Rather than entering the Amethyst straight away, Nellie took a little promenade along the street, an animal reclaiming her territory. The club was surrounded by a variety of establishments—restaurants, cafés and all manner of shops, from a ship’s chandler to a knife supplier, a barber, a cobbler, a tea importer, and so on. Several of these proprietors came out to greet her. She was a character. She gave the street notoriety. They appreciated that.

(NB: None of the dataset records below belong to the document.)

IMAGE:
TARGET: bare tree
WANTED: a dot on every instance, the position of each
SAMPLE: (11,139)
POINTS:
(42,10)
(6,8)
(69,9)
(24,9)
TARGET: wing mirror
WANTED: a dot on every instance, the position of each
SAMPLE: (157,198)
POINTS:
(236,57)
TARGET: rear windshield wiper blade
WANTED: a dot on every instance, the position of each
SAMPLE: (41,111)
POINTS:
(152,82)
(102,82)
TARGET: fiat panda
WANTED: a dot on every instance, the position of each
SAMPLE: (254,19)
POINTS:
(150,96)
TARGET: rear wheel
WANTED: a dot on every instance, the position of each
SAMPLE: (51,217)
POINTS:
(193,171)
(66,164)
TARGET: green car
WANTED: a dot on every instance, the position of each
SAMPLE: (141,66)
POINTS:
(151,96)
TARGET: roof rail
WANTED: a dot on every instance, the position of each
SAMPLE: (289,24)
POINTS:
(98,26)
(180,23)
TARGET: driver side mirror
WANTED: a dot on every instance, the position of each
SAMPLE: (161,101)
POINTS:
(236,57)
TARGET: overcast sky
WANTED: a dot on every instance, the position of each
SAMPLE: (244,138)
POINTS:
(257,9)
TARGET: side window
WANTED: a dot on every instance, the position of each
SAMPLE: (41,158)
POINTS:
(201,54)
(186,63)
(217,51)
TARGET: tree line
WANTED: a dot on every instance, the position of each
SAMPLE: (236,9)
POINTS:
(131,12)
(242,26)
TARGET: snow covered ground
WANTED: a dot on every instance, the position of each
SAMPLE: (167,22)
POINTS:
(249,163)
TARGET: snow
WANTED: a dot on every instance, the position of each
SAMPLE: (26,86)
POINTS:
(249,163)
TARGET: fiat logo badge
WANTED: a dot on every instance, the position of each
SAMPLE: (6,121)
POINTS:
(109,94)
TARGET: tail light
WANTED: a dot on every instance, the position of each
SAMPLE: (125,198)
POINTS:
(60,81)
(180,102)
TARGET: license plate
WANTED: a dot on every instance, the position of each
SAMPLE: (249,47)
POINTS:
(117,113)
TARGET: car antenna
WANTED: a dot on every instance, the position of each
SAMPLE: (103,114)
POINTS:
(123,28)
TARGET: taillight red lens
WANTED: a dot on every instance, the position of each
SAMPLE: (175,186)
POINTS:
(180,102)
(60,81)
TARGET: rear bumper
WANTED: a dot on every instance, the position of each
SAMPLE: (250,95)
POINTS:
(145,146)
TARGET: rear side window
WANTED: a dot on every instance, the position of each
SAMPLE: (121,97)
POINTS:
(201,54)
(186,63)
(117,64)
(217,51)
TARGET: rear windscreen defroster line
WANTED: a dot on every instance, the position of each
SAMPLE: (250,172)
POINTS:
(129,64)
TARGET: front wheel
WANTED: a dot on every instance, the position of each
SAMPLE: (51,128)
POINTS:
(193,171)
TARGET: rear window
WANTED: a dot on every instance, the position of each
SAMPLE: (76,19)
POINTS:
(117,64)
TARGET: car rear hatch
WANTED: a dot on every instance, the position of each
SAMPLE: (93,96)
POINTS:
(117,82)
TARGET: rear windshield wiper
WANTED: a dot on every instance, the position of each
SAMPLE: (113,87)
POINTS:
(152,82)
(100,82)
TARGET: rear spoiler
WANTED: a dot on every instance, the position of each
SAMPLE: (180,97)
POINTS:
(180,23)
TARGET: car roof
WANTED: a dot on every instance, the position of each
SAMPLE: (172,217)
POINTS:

Nellie paused for a moment outside the Amethyst. It was disguised by soot-encrusted brickwork and peeling paintwork. The windows on the ground floor were blacked out and the fa?ade gave no clue as to the vastness inside. The building had once housed a Huguenot family, not the silk workers who settled in Spitalfields, but the precious-metal-workers who had made Soho their refuge. Their workshop had been on the upper floor, where there was the most light, and when magpie Nellie first moved in she had spotted a tiny nugget of gold, wedged between two of the broad oak floorboards. It had seemed like a good omen. A promise of greater treasure. Nellie kept it in a silk drawstring bag, where it nestled alongside other charms acquired over the years—the tooth of a Scottish wildcat, a piece of rock crystal, a hare’s foot and a lock of hair cut from the corpse of a hanged man, although she would be the first to acknowledge that there was no proof he had been hanged, let alone that he was dead, when the hair was removed from his head. If Nellie had a soul—and there was no verdict as yet—then it was a pagan one.
The bag was kept beneath the mattress of the small brass bed in her bedroom in Hanover Terrace. She had felt the lack of it in Holloway. When she had looked for it on her first night back in her own bed, she was disturbed to find that the bag was no longer there.